Friday, March 2, 2007

Surprisingly, they cheat...

Who cheats?

Well, just about anyone, if the stakes are right. You might say to yourself, I don't cheat, regardless of the stakes. And then you might remember the time you cheated on, say, a board game. Last week. Or the golf ball you nudged out of its bad lie. Or the time you really wanted a bagel in the office break room but couldn't come up with the dollar you were supposed to drop in the coffee can. And then took the bagel anyway. And told yourself you'd pay double the next time. And didn't.

For every clever person who goes to the trouble of creating an incentive scheme, there is an army of people, clever and otherwise, who will inevitably spend even more time trying to beat it. Cheating may more may not be human nature, but it is certainly a prominent feature in just about every human endeavor. Cheating is a primordial economic act: getting more for less. So it isn't the boldfact names- inside-trading CEOs and pill-popping ballplayers and perk-abusing politicians- who cheat. It is the waitress who pockets her tips instead of pooling them. It is the Wal-Mart payroll manager who goes into the computer and shaves his employees' hours to make his own performance look better. It is the third grader who, worried about not making it to the fourth grade, copies test answers from the kid sitting next to him.
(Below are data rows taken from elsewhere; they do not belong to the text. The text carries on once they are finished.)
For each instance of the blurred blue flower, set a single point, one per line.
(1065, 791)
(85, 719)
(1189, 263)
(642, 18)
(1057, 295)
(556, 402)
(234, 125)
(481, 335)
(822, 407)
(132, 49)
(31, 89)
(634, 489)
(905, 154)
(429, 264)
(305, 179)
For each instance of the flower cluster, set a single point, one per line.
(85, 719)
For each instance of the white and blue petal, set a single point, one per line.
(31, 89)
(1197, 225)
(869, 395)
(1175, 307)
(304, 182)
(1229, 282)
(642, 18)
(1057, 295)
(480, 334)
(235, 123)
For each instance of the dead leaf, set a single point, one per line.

Some cheating leaves barely a shadow of evidence. In other cases, the evidence is massive. Consider what happend one spring evening at midnight in 1987: seven million American children suddenly disappeared. The worst kidnapping wave in history? Hardly. It was the night of April 15, and the Internal Revenue Service had just changed a rule. Instead of merely listing each dependent child, tax filers were now required to provide a Social Security number for each child. Suddenly, seven million children- children who had existed only as phantom exemptions on the previous year's 1040 forms- vanished, representing about one in ten of all dependent children in the United States.
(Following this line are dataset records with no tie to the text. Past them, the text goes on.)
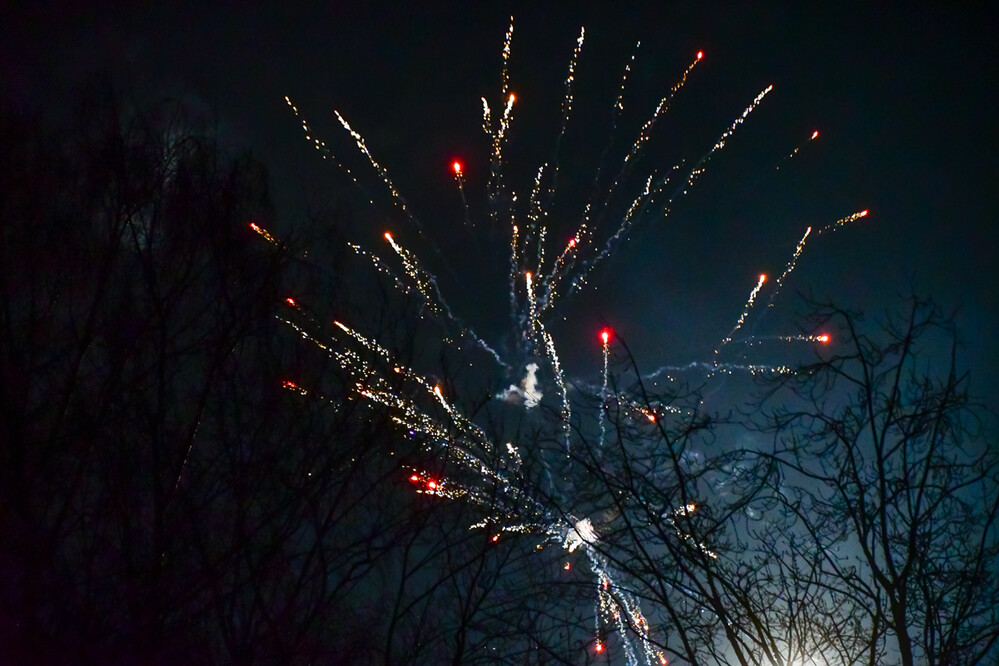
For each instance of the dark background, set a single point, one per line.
(902, 95)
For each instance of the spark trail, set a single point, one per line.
(536, 285)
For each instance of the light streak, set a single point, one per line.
(487, 474)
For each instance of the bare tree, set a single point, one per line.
(893, 486)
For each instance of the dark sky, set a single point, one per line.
(903, 98)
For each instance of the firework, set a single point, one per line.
(536, 285)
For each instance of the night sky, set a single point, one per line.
(902, 98)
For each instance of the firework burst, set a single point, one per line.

The incentive for those cheating taxpayers was quite clear. The same for the waitress, the payroll manager, and the third grader. But what about that third grader's teacher? Might she have an incentive to cheat? And if so, how would she do it?

Imagine now that you are running the Chicago Public Schools, a system that educates 400,000 students each year.
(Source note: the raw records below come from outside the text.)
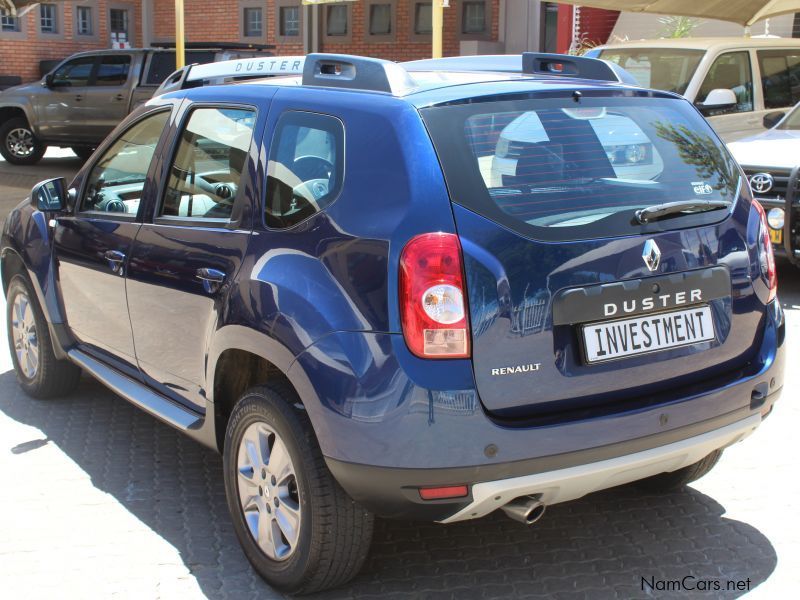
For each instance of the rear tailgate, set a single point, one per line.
(574, 304)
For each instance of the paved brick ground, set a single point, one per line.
(98, 500)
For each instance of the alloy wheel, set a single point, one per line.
(268, 491)
(26, 340)
(20, 142)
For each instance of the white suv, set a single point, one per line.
(735, 82)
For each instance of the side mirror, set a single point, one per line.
(773, 118)
(50, 195)
(719, 99)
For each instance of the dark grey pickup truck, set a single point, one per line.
(79, 102)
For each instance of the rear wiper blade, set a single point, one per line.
(659, 211)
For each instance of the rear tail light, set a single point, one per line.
(440, 493)
(766, 257)
(433, 310)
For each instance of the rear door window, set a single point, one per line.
(555, 169)
(780, 77)
(113, 70)
(208, 164)
(306, 167)
(75, 73)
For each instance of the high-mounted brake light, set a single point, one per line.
(766, 256)
(433, 311)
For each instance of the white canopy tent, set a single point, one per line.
(743, 12)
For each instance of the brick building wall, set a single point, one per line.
(20, 52)
(222, 21)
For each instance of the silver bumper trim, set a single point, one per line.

The most volatile debate among American school administrators, teachers, parents, and students concerns "high-stakes" testing. The stakes are considered high because instead of simply testing students to measure their progress, schools are increasingly held accountable for the results.

The federal government mandated high-stakes testing as part of the No Child Left Behind law, signed by President Bush in 2002. But even before that law, most states gave annual standardized tests to students in elementary and secondary school. Twenty states rewarded individual schools for good test scores or dramatic improvement; thirty-two states sanctioned the schools that didn't do well.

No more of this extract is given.